Special Issue "Rigidity and Symmetry"
A special issue of Symmetry (ISSN 2073-8994).
Deadline for manuscript submissions: closed (31 March 2015)
Dr. Bernd Schulze (Website)
Department of Mathematics and Statistics, Fylde College, Lancaster University, Lancaster, LA1 4YF, UK
Interests: discrete geometry; rigidity theory; symmetry; triangulations; polytope theory; graph theory; matroids; combinatorics; algebraic methods; representation theory; computational geometry; interdisciplinarity; rigidity and flexibility of symmetric framework systems; “equal-area-triangulation problems”
The mathematical theory of “rigidity” investigates the rigidity and flexibility of structures which are defined by geometric constraints (fixed lengths, fixed areas, fixed directions, etc.) on a set of rigid objects (points, lines, polygons, etc.). This theory has both combinatorial and geometric aspects and draws on techniques from a wide range of mathematical areas, including graph theory, matroid theory, positive semidefinite programming, representation theory of symmetry groups, algebraic and projective geometry, and even operator theory.
Since the rigidity and flexibility properties of a structure—either man-made, such as a building, bridge or mechanical linkage, or found in nature, such as a biomolecule, protein or crystal—are critical to its form, behavior and functioning, rigidity theory has many practical applications in fields such as engineering, robotics, computer-aided design, materials science, medicine and biochemistry.
Since symmetry appears widely in both natural and man-made structures, the study of structures with additional symmetry—both finite structures with point group symmetry and infinite structures with periodic or crystallographic symmetry—is an important area of research which has seen a dramatic increase in interest over the last few years, both in mathematics and in the applied sciences.
The aim of this special issue of “Symmetry” is to present a broad spectrum of the latest developments and current research concerning the rigidity and flexibility of symmetric geometric constraint systems, and to foster the exchange of ideas among workers who focus on different aspects and applications of the field.
Dr. Bernd Schulze
Manuscripts should be submitted online at www.mdpi.com by registering and logging in to this website. Once you are registered, click here to go to the submission form. Manuscripts can be submitted until the deadline. Papers will be published continuously (as soon as accepted) and will be listed together on the special issue website. Research articles, review articles as well as communications are invited. For planned papers, a title and short abstract (about 100 words) can be sent to the Editorial Office for announcement on this website.
Submitted manuscripts should not have been published previously, nor be under consideration for publication elsewhere (except conference proceedings papers). All manuscripts are refereed through a peer-review process. A guide for authors and other relevant information for submission of manuscripts is available on the Instructions for Authors page. Symmetry is an international peer-reviewed Open Access monthly journal published by MDPI.
- rigidity of frameworks
- geometric constraint systems
- symmetric frameworks
- point group symmetry
- periodic frameworks
- crystallographic symmetry
- molecular structures
- pebble game algorithms
- gain graphs
The below list represents only planned manuscripts. Some of these manuscripts have not been received by the Editorial Office yet. Papers submitted to MDPI journals are subject to peer-review.
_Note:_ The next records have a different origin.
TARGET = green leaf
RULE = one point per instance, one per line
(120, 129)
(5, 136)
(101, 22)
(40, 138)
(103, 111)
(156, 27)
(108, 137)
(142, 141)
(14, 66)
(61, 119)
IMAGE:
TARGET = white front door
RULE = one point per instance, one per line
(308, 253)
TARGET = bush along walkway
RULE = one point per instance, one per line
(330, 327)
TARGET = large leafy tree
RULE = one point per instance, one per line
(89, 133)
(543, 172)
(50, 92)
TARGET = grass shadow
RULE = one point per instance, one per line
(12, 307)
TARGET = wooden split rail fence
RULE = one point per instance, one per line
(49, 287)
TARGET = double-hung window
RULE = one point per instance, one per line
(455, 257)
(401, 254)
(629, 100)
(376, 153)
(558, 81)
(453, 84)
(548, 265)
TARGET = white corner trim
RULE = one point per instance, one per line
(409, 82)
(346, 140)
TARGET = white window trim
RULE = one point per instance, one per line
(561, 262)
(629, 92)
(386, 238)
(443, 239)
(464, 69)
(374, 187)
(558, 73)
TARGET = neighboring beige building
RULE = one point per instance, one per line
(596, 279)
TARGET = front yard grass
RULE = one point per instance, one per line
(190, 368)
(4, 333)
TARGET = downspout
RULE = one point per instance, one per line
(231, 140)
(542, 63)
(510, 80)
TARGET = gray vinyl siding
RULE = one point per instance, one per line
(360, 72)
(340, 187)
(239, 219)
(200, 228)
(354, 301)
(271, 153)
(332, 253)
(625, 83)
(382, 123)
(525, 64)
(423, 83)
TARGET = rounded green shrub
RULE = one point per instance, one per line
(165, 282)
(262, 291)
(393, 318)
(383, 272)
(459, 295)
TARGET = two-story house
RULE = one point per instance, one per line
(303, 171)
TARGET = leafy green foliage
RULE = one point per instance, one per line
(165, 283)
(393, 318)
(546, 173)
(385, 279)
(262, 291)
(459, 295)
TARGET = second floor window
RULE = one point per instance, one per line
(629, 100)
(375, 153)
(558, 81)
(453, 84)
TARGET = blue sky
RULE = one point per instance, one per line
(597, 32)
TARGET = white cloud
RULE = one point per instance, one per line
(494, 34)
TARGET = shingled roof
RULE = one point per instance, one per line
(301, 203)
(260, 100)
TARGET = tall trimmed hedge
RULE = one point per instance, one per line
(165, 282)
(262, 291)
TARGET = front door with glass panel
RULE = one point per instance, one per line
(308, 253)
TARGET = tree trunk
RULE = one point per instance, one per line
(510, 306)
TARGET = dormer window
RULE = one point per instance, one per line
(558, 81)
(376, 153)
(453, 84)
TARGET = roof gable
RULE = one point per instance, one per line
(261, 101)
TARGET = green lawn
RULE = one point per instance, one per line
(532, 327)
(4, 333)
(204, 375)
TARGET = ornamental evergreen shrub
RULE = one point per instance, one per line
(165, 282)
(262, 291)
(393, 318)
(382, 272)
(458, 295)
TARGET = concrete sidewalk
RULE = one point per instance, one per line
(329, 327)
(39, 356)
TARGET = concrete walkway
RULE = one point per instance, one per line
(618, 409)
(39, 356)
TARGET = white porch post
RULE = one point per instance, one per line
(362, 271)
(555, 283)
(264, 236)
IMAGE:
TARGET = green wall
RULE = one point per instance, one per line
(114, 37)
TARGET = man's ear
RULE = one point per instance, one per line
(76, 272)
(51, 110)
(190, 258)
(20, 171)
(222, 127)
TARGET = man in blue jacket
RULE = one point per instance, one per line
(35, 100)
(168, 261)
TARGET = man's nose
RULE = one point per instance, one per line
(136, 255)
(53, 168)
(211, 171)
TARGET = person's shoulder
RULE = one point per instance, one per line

Title: Characterization of Network Rigidity Using Eigenmode Analysis
Authors: Youngho Park and Sangil Hyun
Affiliation: Nano IT Materials Lab, Korea Institute of Ceramic Engineering and Technology, Seoul 153-782, Korea
Abstract: The eigenmode analysis was employed to investigate the rigidity of various networks determined by certain conditions on zero frequency modes. We introduced the analysis to identify structural characterization of two-dimensional regular networks and also irregular networks. The analysis was shown reliable to determine the global network rigidity, and can also identify local floppy regions in the mixture of rigid and floppy regions. It is useful to determine the structural characteristics of general networks which the traditional Maxwell counting scheme based on the statistics of nodes (degrees of freedom) and bonds (constraints) cannot usually determine. The eigenmode analysis is under development for various practical applications on more general network structures in three dimensions.